The U.S. Army wants virtual-world and simulation technology capable of supporting at least five times the number of concurrent users than is possible today. To develop technology that can bring mass virtual exercises to life, the Army Research Laboratory’s Simulation and Training Technology Center is working with Intel Corp. in a cooperative research and development agreement.
ARL hopes the union will allow STTC and Intel to “collaborate and optimize research in virtual training environments,” according to an news release earlier today. Developers at Intel are working on technology that can scale up the level of users, interaction, realism and immersion. Partnering with STTC should give researchers a more direct connection to the soldiers that will eventually use that technology.

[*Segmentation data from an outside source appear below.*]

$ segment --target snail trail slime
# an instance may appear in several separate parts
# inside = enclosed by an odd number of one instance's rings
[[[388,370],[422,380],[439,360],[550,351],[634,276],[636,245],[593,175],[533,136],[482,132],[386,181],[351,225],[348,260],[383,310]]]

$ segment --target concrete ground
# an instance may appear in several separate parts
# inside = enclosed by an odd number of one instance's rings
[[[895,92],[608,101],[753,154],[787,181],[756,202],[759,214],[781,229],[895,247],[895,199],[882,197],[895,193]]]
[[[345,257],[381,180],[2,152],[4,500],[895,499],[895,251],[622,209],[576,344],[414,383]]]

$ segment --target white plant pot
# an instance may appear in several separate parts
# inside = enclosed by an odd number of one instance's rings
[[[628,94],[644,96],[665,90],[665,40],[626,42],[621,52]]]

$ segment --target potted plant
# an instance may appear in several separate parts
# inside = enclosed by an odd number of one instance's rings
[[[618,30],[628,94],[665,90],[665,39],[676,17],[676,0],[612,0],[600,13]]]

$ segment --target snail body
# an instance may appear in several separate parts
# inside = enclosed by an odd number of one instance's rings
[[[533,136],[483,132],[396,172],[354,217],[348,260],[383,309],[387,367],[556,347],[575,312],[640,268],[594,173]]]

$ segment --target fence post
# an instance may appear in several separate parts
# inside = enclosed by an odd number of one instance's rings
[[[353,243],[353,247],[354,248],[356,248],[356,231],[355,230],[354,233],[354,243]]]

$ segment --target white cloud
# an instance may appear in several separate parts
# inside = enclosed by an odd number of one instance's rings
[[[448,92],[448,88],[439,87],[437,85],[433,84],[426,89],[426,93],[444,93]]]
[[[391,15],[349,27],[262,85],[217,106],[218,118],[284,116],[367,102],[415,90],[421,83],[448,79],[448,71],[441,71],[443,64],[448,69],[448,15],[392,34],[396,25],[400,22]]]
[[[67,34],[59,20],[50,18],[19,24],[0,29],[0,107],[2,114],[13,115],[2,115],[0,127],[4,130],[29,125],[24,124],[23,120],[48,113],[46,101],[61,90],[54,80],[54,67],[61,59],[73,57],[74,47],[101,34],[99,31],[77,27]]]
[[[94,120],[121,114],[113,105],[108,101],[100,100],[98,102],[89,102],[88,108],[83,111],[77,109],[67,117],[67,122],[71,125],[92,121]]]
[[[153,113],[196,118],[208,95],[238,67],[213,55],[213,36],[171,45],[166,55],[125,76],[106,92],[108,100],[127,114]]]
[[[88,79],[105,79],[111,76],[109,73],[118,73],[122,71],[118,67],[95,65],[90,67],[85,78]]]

“It is our belief that virtual-world technology may be used to achieve the goal of full-spectrum operations during mission rehearsal exercises,” said Doug Maxwell, science and technology manager at the STTC. “This partnership is the first step to show that more than 1,000 users can operate in the same space and at the same time to achieve a realistic mission.”
The increased complexity of simulations and number of simultaneous users are expected to create more immersive training events in line with the goals of the U.S. Army Learning Concept for 2015.
Maxwell said that creating massive, multi-user virtual worlds that accurately represent the operational environment will “require a massive increase in simulation scalability and flexibility.”
Most simulations or virtual environments currently used for training focus on the small-unit level, around 40 soldiers or fewer. However, the Army also conducts larger training exercises by combining virtual worlds with live-fire exercises and constructive simulations in projects such as the Integrated Training Environment.